Let's start by inspecting the true probability density of the **sepal length** feature (the first feature) of the iris dataset given the class **setosa**. The following line of code determines a histogram of the true feature value distribution:

In [None]:
# determine a histogram of the "sepal length" feature value distribution given the class "setosa"
hist_setosa, bin_edges_setosa = np.histogram(x_train_setosa[:, 0], bins=10, range=(0, 10), density=True)

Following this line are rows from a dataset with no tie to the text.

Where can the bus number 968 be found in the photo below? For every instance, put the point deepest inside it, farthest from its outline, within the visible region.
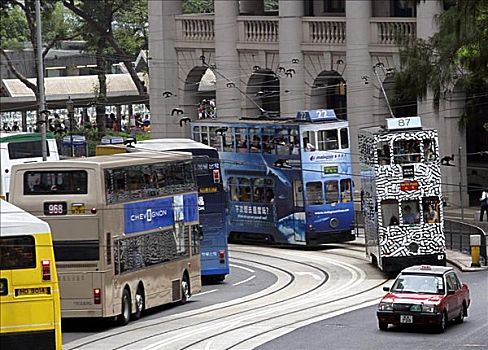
(59, 208)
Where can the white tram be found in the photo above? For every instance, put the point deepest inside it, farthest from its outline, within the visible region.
(401, 194)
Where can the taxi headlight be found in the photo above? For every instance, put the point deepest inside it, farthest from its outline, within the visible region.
(385, 307)
(429, 308)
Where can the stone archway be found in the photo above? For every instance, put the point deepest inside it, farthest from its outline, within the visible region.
(329, 92)
(263, 88)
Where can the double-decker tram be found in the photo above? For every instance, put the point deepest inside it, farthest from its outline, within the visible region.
(401, 187)
(125, 229)
(288, 180)
(214, 257)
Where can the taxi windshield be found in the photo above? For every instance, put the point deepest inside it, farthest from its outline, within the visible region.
(425, 284)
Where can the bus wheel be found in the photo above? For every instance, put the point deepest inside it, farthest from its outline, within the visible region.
(124, 316)
(185, 289)
(140, 303)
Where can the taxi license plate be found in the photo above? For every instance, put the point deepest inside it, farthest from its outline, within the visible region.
(77, 209)
(32, 291)
(406, 319)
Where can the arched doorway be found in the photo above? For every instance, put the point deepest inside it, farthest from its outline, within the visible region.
(264, 89)
(329, 92)
(199, 89)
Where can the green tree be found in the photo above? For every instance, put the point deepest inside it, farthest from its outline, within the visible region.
(457, 55)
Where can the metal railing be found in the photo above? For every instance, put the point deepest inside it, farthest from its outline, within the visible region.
(457, 238)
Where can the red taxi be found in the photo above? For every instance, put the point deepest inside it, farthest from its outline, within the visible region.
(424, 295)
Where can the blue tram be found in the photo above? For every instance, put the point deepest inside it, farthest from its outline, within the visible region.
(288, 180)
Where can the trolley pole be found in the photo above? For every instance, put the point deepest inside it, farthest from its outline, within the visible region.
(461, 183)
(40, 83)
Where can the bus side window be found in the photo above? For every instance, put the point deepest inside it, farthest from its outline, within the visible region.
(346, 193)
(431, 209)
(389, 212)
(410, 212)
(314, 193)
(344, 133)
(331, 192)
(429, 150)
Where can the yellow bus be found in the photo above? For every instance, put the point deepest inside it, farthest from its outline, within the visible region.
(30, 315)
(125, 229)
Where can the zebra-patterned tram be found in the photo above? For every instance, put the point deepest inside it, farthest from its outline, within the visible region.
(401, 191)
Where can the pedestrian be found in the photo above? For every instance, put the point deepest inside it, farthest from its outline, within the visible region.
(484, 204)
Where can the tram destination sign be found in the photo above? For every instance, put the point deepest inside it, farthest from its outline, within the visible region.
(403, 123)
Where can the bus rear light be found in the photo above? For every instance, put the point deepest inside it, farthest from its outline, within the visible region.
(216, 175)
(97, 295)
(46, 270)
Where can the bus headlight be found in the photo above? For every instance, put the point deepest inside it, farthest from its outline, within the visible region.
(385, 307)
(429, 308)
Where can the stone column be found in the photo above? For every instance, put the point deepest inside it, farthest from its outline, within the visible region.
(358, 61)
(163, 67)
(228, 98)
(251, 7)
(292, 88)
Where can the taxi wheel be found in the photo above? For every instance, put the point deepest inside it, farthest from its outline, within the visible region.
(443, 323)
(140, 303)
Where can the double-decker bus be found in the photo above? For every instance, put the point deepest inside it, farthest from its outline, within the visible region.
(214, 258)
(401, 186)
(30, 314)
(125, 229)
(22, 147)
(288, 180)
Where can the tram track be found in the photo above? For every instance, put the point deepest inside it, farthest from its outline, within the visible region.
(87, 344)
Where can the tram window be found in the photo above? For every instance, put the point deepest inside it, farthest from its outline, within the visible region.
(244, 190)
(314, 193)
(328, 140)
(429, 150)
(346, 195)
(233, 185)
(255, 137)
(215, 138)
(389, 212)
(196, 134)
(383, 153)
(241, 140)
(344, 138)
(406, 151)
(431, 209)
(410, 212)
(228, 140)
(331, 192)
(268, 138)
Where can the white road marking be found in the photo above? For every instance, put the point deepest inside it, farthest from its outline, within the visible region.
(207, 292)
(242, 268)
(315, 276)
(246, 280)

# print the histogram feature value probabilites
print(hist_setosa)

# print the histogram edges
print(bin_edges_setosa)

Let's also plot the probability density accordingly:

In [None]:
# prepare plot
fig = plt.figure()
ax = fig.add_subplot(111)

# plot histogram of "sepal length" observations given the class "setosa"
ax.hist(x_train_setosa[:, 0], bins=10, range=(0, 10), density=True, color='darkred')

# add grid
ax.grid(linestyle='dotted')

# add axis range and legends
ax.set_xlabel("$x_{1}$", fontsize=14)
ax.set_ylabel("$P(x_{1}|c=setosa)$", fontsize=14)
ax.set_ylim([0.0, 1.5])

# add plot title
ax.set_title('Distribution of the "Sepal Length" Feature given Class "Setosa"', fontsize=14);

We are again able to determine the approximate Gaussian (Normal) probability density distribution $\mathcal{N}(\mu, \sigma, c)$ of the **sepal length** feature given the class **setosa** using the $\mu$ and $\sigma$ obtained above as well as the `pdf.norm` function of the `scipy.stats` package.

Let's continue by calculating the mean $\mu$ of the **sepal length** feature given the class **setosa**:

In [None]:
# calculate the mean of the sepal length observations given class "setosa"
mean_sepal_length_setosa = np.mean(x_train_setosa[:, 0])

# print the obtained mean
print(mean_sepal_length_setosa)

Let's continue by calculating the standard devition $\sigma$ of the **sepal length** feature given the class **setosa**:

In [None]:
# calculate the standard deviation of the sepal length observations given class "setosa"
std_sepal_length_setosa = np.std(x_train_setosa[:, 0])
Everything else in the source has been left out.